When baking for the holidays, I like to make a variety of goodies. One cookie I think is a staple on holiday platters is sugar cookies. With a few changes and additions to this basic recipe, your cookie platter can offer a flavor for everyone.
This Four-in-One Sugar Cookie recipe can be transformed into many kinds of Christmas cookies. I made four batches, each making 12 cookies, and then I used different toppings and add-ins to make several variations.
Using the basic sugar cookie recipe and after baking, I left some unfrosted and then decorated the rest with a simple vanilla glaze and sprinkles.
Lemon seems to be a favorite of many, so for the second batch I did a lemon-poppy seed version. They have just the right amount of zip from the addition of lemon zest and a slight crunch from poppy seeds, which are both added to the dough before baking.
My third pick was a sweet and spicy cookie that also required adding in some flavor before baking. After the cookie dough is rolled into balls, they’re rolled in a mixture of sugar, cinnamon and cayenne pepper.
Don’t let the pepper scare you. It’s a very small amount but just enough to give the cookie a subtle spicy taste.
Last, but not least, I made a vanilla bean cookie. Again, using the basic sugar cookie recipe, I replaced vanilla with vanilla bean paste to give the cookie a very nice vanilla flavor.
These were super easy to make. The dough came together quickly, was rolled into balls and in the oven in no time. Be sure not to overbake them. They almost look like they’re not quite done but baking them too long makes them too crispy.
Everyone will think you spent days not just a few hours when you add these delicious varieties to your holiday cookie platter.
Other Sugar Cookie Variations
Using the basic sugar cookie recipe, here are the directions for the three holiday cookie variations that require additional ingredients before baking.
Lemon-Poppy Seed Cookies
Prepare dough as directed, except before adding sugar, in a small bowl, combine sugar with 1 tablespoon lemon zest. Using your fingertips, rub lemon zest into the sugar until the sugar becomes very fragrant. Add 2 tablespoons of poppy seeds with the flour.
Spicy Sugar Cookies
Prepare dough as directed. Shape into balls. In a shallow bowl, combine ¼ cup sugar, ½ teaspoon ground cinnamon and ¼ teaspoon cayenne pepper.
Vanilla Bean Cookies
Prepare dough as directed, except substitute 2 teaspoons vanilla bean paste for the vanilla; or cut one vanilla bean in half lengthwise and scrap the seeds from the pod. Beat the seeds into the dough with the egg yolks.

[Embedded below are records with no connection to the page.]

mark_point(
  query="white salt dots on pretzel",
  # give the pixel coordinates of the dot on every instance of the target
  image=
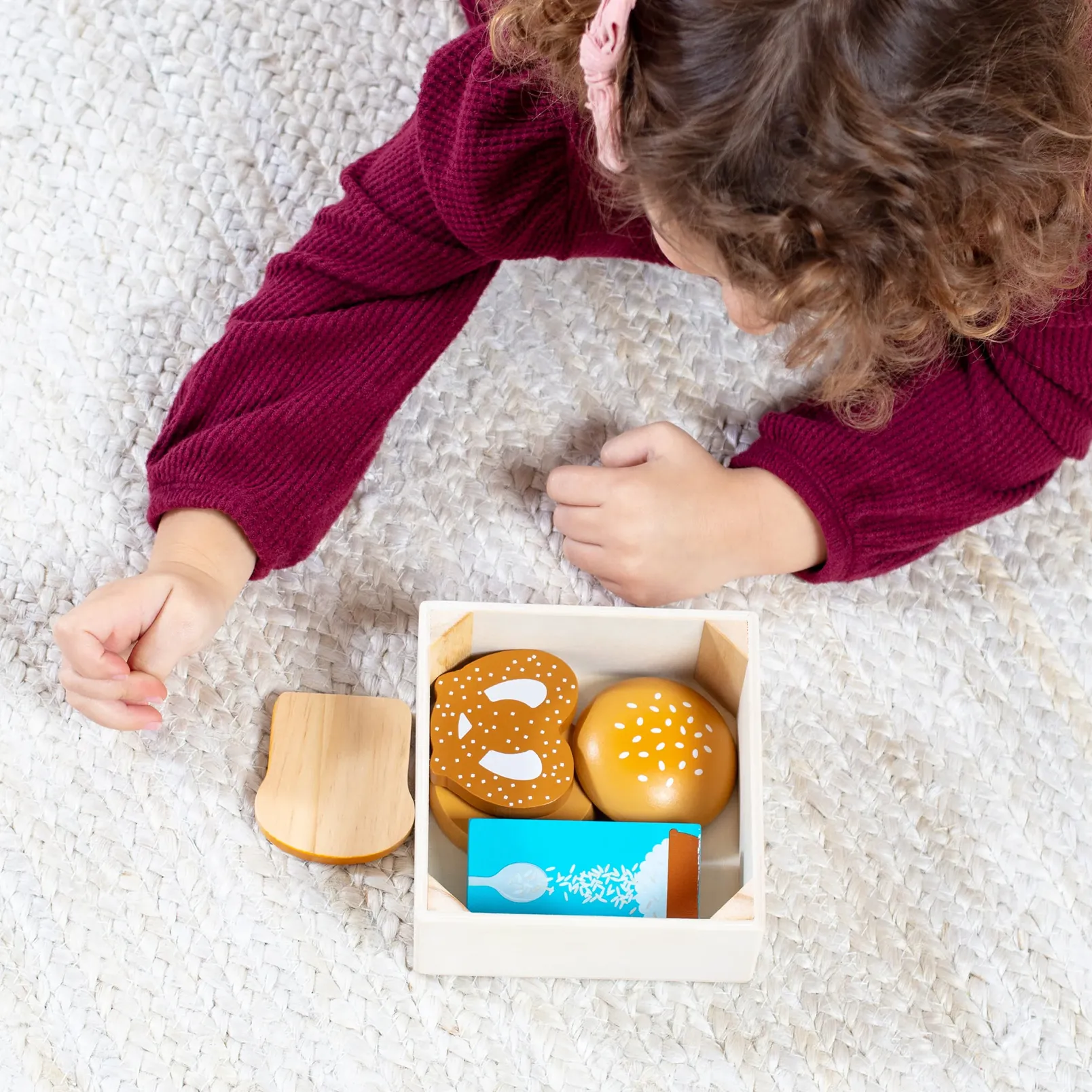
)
(654, 749)
(499, 732)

- 1/2 cup butter, softened
- 1/2 shortening
- 2 cups sugar
- 1 teaspoon baking soda
- 1 teaspoon cream of tartar
- 1/8 teaspoon salt
- 3 egg yolks
- 1/2 teaspoon vanilla
- 1 3/4 cups all-purpose flour
- 1 3/4 cups powdered sugar
- 1/4 teaspoon vanilla
- 2 -3 tablespoons water
- Preheat oven to 300 degrees F. Beat butter and shortening in a large bowl with an electric mixer on medium for about 30 seconds.
- Add sugar, baking soda, cream of tartar and salt.
- Beat until combined, scraping the bowl as needed.
- Beat in egg yolks and vanilla.
- Beat in flour.
- Shape dough into 1-inch balls. Place 2 inches apart on ungreased cookie sheets.
- Bake 12-14 minutes or until edges are set but not brown. Cool on cookie sheets about 2 minutes. Remove from sheets and cool on wire racks.
- Leave plain or frost with vanilla glaze.
- To store cookies, layer cookies between sheets of waxed paper in an airtight container; cover. Store at room temperature for up to 3 days or freeze for up to 3 months.